I share Heather MacDonald's question:

I keep waiting for the doughty advocates of “increasing health insurance competition by more government regulation” (that may or may not include a public option) to explain why insurance should not be available across state lines. Not only is this reform missing from Democrat proposals, the reason why it is missing remains completely off-stage. I’d like to hear some rationale for so limiting the insurance market, even if it’s a specious one.
Indeed. Why should this be? In what way is this justifiable in a civilized, law-bound society?

Digby wonders the same:
I can't think of a single reason why the insurers should keep their anti-trust exemption. In fact, it seems absurd that they had one in the first place ... Only in America could a group of corporations get away with holding a gun to the government's head and basically saying that any plan to regulate them will result in them raising prices so high their own customers won't be able to afford to buy their product anymore. The fact that their "product" is the difference between life and death isn't even mentioned.
Pricing people out of health care because they can, strong-arming Congress as though they're a coeval branch of government, deciding questions of life and death -- somehow, this is all part of the everyday work of a legal commercial enterprise.

3 comments:

Genghis Khan Politics said...

http://bit.ly/2RJA1

Single payer was what dems wanted in the first place, but they had to compromise for a public option because Obama said it's too drastic a change.
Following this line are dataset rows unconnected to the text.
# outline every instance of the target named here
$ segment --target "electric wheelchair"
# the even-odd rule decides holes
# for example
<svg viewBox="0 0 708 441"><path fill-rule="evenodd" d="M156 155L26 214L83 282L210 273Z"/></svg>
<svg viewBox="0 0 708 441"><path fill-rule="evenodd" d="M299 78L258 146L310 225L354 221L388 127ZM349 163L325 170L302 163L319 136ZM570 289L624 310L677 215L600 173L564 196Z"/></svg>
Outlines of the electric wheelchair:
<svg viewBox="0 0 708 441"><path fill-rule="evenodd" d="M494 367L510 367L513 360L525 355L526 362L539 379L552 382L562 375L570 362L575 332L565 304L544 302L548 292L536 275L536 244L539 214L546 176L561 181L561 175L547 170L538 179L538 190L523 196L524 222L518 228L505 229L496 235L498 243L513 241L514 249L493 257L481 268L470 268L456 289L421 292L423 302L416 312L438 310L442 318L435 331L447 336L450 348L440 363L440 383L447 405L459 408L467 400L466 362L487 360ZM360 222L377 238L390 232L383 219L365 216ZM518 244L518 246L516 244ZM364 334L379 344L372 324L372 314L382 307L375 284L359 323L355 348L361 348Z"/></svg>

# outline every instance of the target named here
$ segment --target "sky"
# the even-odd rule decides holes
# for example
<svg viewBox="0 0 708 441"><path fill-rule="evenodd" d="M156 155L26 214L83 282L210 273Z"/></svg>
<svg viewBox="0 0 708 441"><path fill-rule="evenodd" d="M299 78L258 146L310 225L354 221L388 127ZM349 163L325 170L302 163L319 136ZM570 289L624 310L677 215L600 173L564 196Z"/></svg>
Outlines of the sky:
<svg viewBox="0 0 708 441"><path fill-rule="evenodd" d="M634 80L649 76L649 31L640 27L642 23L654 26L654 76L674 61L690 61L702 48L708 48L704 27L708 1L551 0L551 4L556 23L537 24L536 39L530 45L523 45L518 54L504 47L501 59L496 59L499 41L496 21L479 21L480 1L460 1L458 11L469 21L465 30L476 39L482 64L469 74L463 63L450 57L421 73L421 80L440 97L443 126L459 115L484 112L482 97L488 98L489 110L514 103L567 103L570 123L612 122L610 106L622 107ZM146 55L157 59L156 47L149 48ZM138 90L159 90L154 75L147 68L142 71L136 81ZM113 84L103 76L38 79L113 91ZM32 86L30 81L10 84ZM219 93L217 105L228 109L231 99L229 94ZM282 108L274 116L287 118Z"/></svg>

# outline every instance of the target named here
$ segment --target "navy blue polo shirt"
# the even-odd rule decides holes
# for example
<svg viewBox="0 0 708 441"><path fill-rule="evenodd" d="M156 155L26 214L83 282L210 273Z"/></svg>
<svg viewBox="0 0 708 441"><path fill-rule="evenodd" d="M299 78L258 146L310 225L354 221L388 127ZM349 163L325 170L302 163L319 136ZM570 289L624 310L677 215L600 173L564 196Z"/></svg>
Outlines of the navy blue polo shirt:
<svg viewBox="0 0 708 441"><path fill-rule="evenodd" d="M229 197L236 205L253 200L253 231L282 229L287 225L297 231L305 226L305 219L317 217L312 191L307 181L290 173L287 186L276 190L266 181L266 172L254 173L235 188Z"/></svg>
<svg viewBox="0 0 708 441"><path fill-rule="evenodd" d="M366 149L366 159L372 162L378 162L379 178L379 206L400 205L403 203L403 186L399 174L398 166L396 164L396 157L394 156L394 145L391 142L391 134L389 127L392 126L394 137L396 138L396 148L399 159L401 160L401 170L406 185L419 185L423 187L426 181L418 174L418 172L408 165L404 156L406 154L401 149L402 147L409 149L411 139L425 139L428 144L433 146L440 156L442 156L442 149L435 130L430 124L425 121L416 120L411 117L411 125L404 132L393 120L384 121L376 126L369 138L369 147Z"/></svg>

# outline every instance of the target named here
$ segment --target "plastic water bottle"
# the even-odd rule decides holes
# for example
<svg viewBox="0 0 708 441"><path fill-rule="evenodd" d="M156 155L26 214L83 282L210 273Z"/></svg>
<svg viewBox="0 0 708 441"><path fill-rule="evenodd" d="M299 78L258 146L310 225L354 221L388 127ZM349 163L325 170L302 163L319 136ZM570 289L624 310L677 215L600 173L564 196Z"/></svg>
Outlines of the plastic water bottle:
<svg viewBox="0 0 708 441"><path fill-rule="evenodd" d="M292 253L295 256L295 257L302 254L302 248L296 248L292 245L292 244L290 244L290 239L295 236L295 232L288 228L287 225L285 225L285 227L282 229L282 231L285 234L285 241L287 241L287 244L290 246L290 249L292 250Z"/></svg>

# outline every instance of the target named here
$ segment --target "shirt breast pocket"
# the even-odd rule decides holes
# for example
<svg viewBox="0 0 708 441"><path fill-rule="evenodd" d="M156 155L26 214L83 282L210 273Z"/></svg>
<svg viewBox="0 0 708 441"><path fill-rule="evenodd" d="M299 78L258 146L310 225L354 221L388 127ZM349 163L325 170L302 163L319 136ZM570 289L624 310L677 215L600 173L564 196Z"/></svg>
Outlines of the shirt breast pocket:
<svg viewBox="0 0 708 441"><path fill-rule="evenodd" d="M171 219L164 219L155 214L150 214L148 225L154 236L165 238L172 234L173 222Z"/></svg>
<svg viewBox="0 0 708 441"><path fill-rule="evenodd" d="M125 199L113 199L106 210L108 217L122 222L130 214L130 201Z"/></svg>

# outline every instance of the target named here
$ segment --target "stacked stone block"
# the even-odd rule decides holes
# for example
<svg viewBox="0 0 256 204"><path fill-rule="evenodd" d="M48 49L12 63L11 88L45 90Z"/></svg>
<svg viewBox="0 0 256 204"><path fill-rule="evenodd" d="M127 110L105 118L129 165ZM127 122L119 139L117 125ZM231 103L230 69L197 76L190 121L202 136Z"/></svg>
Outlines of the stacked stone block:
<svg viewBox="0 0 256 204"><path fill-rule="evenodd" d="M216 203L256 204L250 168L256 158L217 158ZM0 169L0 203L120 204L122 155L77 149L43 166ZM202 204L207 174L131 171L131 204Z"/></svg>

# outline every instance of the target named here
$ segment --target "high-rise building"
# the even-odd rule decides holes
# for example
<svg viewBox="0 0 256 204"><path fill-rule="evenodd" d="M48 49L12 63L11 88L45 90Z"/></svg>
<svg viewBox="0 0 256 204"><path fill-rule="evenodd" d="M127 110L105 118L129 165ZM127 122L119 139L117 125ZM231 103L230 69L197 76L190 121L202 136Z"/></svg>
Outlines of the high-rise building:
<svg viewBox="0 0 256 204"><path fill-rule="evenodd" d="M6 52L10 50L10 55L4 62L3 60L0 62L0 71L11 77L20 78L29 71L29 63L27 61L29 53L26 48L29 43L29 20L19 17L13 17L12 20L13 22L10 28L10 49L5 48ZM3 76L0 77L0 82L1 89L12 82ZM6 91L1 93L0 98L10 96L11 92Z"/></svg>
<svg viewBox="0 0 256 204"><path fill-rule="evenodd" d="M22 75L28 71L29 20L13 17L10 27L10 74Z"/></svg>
As regards to opening state lines, it's a nice conservative talk point, but it won't work. It will not lower the prices, as insurers in a given state will lose more customers than they gain.

where will all the insurance commissions and regulations at the state level go?

would the states have to negotiate binding bilateral agreements with all 50 states and us territories, or nationalize the administration of insurance?

Check me out on my political blog:

http://bit.ly/2RJA1

life insurance in Canada said...

Hello. Being a Canadian, I must agree the I don't understand the hassel, either. We have single payer system in Canada and most Canadians are very satisfied with it. We know exactly how much we pay and for what we pay. I understand that the health insurance reform is necessary as the situation is alarming now, but I don't understand why is it so difficult.
Wishing all the best,
Lorne

Dale said...

GKP and LIiC - you guys have some seriously weird screen names, but whatever. I appreciate the comments. ;-)

Obama is a chicken-shit to a surprising degree. Democrats are tragic as negotiators -- expressed in terms of car-buying, their approach is to propose $1 below the sticker price as their opening bid, because they figure that's a price they might get, they go into it assuming there's no possible way they'll get the car, they're hyper-aware of all the people telling them they shouldn't be buying a car, and they're terrified of not getting the car or upsetting anyone, especially the car salesman and the people who advised them not to buy a car.

From there, naturally, the price ratchets up as negotiations progress. The car salesman -- the GOP in this case -- just salivates and laughs to himself as he bids it up.

If human beings are alive in 150 years, they will marvel at the everyday practice of health insurance, and the politics around it, much as we today regard slavery. They will wonder what the fuck was wrong with us. I wish I knew.